In financial services, the UK’s extremely large investment funds can now trade off-market using ‘Dark Pools’ without fear of hitting the EU’s crazy Double Volume Caps. The UK’s stockbrokers can distribute financial analysis on small-cap companies without investors having to pay for the reports, and bankers and fund managers can be paid as their employers prefer. There is no longer a cap on bonuses and fund managers can be paid in cash rather than in units of their fund. The UK’s Competition and Market Authority is now solely responsible for UK mergers and acquisitions, rather than the EU making any monopoly decisions based on the whole EU market, rather than the effect on the UK.

Migration for work and study

The UK can determine who can immigrate to the country, for how long, and for what purpose. We can put minimum thresholds on wages for immigrant workers and determine which business sectors can import staff. Immigrants with entry visas for longer than 6 months must pay a health surcharge to use the NHS. All of this was impossible when we were in the EU and had to accept the EU’s free movement of people, with or without a job, and give EU nationals access to UK healthcare and other benefits.

Now EU students who attend UK universities must pay the same fees as non-EU students. This has been a windfall for UK universities, as EU students must now pay almost three times as much as they did before Brexit. This has also been a bonus for taxpayers who were effectively subsidising EU students before Brexit.

I will concede that many UK nationals are annoyed that their children have been crowded out by higher fee-paying overseas students. But again – like it or loathe it – this is a decision of the universities and the Government. You can’t vote out the universities, but you can change the government.

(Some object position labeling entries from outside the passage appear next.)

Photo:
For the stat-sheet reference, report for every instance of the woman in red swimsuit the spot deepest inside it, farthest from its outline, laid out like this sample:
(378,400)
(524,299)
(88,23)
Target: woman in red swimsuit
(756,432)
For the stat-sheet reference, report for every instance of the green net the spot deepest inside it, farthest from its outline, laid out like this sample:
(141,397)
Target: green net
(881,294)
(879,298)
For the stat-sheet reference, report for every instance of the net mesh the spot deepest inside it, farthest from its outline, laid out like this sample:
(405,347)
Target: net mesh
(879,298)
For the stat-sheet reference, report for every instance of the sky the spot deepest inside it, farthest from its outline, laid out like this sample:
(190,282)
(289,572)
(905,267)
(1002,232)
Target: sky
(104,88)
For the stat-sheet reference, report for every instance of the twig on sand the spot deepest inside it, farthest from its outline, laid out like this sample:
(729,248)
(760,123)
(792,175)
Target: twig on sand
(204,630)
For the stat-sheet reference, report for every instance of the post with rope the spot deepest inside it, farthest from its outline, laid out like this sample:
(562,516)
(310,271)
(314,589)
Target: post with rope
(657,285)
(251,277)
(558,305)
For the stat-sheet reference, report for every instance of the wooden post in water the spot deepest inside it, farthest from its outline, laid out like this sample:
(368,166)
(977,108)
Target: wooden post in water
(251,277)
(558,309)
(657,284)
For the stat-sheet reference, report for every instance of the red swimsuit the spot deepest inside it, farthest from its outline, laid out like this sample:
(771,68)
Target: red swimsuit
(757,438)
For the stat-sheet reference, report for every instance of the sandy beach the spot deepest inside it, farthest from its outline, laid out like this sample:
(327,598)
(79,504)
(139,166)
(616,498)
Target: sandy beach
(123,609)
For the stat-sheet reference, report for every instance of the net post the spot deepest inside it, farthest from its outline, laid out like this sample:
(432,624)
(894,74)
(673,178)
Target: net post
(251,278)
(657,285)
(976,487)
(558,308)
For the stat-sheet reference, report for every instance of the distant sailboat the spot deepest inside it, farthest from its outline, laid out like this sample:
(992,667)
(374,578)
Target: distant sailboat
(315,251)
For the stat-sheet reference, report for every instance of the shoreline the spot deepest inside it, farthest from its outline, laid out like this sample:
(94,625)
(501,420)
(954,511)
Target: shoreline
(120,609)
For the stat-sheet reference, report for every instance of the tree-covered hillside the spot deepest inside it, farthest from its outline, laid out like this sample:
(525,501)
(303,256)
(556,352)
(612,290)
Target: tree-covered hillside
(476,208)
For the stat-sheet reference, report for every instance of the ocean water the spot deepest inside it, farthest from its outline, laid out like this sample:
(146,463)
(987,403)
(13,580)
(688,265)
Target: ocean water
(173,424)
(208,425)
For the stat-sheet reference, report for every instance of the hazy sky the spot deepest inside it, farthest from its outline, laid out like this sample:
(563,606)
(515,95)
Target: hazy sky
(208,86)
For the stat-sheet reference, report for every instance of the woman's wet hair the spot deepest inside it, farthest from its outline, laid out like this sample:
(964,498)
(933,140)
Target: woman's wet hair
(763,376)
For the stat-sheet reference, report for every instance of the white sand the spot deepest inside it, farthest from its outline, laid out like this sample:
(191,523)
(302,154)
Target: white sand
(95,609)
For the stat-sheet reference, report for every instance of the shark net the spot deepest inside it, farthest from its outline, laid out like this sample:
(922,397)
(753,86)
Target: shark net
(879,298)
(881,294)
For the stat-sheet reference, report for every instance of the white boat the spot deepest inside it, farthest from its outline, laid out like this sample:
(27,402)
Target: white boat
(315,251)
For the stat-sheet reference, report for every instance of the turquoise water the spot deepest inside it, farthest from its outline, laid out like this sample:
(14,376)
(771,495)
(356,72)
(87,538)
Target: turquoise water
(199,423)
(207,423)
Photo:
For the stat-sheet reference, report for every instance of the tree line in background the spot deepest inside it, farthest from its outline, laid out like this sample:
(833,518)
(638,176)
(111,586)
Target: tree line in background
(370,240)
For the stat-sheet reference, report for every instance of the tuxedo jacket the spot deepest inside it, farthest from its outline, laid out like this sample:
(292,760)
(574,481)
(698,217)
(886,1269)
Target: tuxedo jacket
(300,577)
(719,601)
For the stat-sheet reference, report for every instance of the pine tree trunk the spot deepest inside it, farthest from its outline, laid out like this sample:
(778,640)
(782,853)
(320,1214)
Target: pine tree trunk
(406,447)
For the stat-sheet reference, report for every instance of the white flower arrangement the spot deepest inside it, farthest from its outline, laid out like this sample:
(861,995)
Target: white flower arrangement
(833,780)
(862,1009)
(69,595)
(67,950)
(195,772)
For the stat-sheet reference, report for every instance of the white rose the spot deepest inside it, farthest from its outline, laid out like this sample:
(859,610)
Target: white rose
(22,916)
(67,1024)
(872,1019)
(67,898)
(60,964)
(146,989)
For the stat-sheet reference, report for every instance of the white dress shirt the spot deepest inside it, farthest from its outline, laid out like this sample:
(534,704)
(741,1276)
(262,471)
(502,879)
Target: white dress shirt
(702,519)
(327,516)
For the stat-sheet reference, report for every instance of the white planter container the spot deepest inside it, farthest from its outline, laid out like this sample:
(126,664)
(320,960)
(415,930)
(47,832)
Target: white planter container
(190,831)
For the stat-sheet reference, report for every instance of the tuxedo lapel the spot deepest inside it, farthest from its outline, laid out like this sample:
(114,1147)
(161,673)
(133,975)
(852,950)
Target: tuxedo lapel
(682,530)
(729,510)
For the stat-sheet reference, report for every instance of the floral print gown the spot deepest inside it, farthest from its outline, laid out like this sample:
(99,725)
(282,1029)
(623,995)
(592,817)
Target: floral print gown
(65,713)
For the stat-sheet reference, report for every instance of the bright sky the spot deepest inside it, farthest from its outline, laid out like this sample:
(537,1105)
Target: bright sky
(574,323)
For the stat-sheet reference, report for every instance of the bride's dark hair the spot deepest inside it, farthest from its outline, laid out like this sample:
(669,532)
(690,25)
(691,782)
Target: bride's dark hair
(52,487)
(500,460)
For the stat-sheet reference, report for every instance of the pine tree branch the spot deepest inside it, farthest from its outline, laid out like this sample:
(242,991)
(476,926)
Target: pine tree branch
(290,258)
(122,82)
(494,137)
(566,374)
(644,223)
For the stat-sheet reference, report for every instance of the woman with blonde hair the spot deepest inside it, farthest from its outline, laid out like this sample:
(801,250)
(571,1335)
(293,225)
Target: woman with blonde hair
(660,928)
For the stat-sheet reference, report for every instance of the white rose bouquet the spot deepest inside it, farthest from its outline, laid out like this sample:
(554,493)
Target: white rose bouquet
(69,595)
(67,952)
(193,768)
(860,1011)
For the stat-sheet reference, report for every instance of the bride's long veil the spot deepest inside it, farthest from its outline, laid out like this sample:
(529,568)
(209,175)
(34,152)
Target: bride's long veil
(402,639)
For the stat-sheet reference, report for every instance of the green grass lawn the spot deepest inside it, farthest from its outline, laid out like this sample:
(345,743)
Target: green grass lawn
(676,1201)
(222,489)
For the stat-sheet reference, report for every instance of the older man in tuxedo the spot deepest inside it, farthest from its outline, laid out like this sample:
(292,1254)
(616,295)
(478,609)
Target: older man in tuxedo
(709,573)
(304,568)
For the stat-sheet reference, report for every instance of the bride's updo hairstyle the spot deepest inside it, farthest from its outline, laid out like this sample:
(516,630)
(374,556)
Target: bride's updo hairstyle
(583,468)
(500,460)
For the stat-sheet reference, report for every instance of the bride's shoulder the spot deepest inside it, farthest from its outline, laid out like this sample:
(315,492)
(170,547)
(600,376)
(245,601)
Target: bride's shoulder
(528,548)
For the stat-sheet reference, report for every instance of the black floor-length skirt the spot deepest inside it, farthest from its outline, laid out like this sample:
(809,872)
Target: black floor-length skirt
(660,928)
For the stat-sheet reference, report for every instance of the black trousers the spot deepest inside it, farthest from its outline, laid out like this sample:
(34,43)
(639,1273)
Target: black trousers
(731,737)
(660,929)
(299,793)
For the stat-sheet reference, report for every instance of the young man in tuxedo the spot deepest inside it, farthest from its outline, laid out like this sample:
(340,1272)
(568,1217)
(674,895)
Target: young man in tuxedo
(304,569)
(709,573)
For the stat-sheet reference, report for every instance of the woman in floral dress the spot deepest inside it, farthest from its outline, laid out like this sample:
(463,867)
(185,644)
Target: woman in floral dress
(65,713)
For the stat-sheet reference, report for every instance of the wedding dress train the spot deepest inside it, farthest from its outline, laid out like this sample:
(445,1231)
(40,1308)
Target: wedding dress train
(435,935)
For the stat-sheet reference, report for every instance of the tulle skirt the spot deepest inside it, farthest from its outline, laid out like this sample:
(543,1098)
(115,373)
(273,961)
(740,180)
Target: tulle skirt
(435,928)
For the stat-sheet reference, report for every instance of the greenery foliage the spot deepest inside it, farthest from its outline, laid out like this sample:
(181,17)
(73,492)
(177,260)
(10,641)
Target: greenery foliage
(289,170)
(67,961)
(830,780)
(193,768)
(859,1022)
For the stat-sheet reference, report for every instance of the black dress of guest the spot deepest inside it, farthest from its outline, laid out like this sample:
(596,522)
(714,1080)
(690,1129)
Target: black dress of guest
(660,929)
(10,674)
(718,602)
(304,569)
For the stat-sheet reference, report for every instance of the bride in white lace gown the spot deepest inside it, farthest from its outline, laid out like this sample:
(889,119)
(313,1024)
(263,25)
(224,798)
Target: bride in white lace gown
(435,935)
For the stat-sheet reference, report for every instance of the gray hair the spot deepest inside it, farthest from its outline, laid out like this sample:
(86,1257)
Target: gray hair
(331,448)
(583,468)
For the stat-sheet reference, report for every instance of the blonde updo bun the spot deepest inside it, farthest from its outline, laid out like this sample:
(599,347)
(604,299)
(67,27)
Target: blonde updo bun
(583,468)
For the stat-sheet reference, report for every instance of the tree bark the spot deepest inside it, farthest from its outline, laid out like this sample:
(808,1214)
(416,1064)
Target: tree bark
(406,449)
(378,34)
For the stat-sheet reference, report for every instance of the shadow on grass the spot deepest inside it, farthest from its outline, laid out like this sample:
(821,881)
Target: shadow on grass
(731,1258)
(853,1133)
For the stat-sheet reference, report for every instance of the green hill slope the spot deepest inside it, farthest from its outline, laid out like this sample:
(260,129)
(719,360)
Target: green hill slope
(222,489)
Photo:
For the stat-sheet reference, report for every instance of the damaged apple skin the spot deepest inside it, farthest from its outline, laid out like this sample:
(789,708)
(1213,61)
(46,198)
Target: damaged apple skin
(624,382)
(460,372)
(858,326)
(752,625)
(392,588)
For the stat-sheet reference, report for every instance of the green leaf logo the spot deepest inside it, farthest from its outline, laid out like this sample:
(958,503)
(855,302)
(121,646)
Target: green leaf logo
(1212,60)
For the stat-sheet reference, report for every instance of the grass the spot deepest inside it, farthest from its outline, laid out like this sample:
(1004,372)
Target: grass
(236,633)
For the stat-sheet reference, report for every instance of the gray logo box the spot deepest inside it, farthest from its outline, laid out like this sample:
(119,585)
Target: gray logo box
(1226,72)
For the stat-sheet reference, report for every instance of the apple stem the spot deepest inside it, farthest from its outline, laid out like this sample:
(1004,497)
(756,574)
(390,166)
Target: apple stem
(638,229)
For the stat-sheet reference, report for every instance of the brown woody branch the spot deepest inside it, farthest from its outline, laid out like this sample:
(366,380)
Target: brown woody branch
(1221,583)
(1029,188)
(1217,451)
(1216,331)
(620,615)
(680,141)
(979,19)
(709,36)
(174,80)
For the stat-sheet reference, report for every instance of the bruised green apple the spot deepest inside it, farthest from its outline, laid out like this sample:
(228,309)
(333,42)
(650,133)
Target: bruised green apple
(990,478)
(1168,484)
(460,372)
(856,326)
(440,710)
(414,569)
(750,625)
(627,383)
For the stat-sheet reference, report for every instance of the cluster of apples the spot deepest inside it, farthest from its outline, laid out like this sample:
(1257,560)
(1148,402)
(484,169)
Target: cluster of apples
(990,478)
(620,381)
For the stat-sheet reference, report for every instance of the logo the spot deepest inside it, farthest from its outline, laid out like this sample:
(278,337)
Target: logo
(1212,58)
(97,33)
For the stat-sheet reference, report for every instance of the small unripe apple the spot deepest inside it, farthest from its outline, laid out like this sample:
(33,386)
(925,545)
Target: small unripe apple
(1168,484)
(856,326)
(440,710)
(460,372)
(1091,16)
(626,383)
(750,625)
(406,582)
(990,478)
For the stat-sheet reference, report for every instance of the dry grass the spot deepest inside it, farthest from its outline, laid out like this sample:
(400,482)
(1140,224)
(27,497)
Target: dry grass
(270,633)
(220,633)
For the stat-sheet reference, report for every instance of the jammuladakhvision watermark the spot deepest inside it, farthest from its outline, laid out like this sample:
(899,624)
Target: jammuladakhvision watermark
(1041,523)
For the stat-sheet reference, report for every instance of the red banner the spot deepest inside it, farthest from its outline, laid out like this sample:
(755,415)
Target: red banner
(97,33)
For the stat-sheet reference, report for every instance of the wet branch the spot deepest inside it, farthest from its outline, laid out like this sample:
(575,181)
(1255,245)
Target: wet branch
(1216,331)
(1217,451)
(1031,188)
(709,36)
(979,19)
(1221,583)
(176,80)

I completely accept that we presently have a problem with illegal immigrants who are not obeying our new immigration rules, but again – we can now elect a new government that may, or may not, have a better plan to stop the rubber boats. But this problem isn’t due to Brexit: illegal immigrants are also landing on the shores of Spain, Italy and Greece. However, if we were still in the EU, the EU’s new migration Pact would compel us to accept a proportion of these arrivals as well.

Free speech and legislative scrutiny

Finally, there is the important matter of free speech. Brexit has allowed the UK to avoid the EU’s Digital Services Act.  Instead, we have the Online Safety Bill. Whether one is better than the other is hard to discern – but we were able to debate the Online Safety Bill vigorously in the House of Commons and the House of Lords, resulting in many changes and amendments to the bill. EU members were not able to do this for their Digital Services Act.

This is why we left! Public scrutiny of legislation is important. For too long we have simply followed whatever directive or regulation was passed down from Brussels. This has created lethargic politicians and given us ineffective regulations. Brexit is changing this for the better.


There are many other Brexit benefits, but many are particular to industries and generally unknown to the general population. Unfortunately, most of the Mainstream Media doesn’t believe these regulatory changes are newsworthy and prefers to claim that Brexit isn’t working. But it is, and we must continue to support it. Please vote wisely in the upcoming election.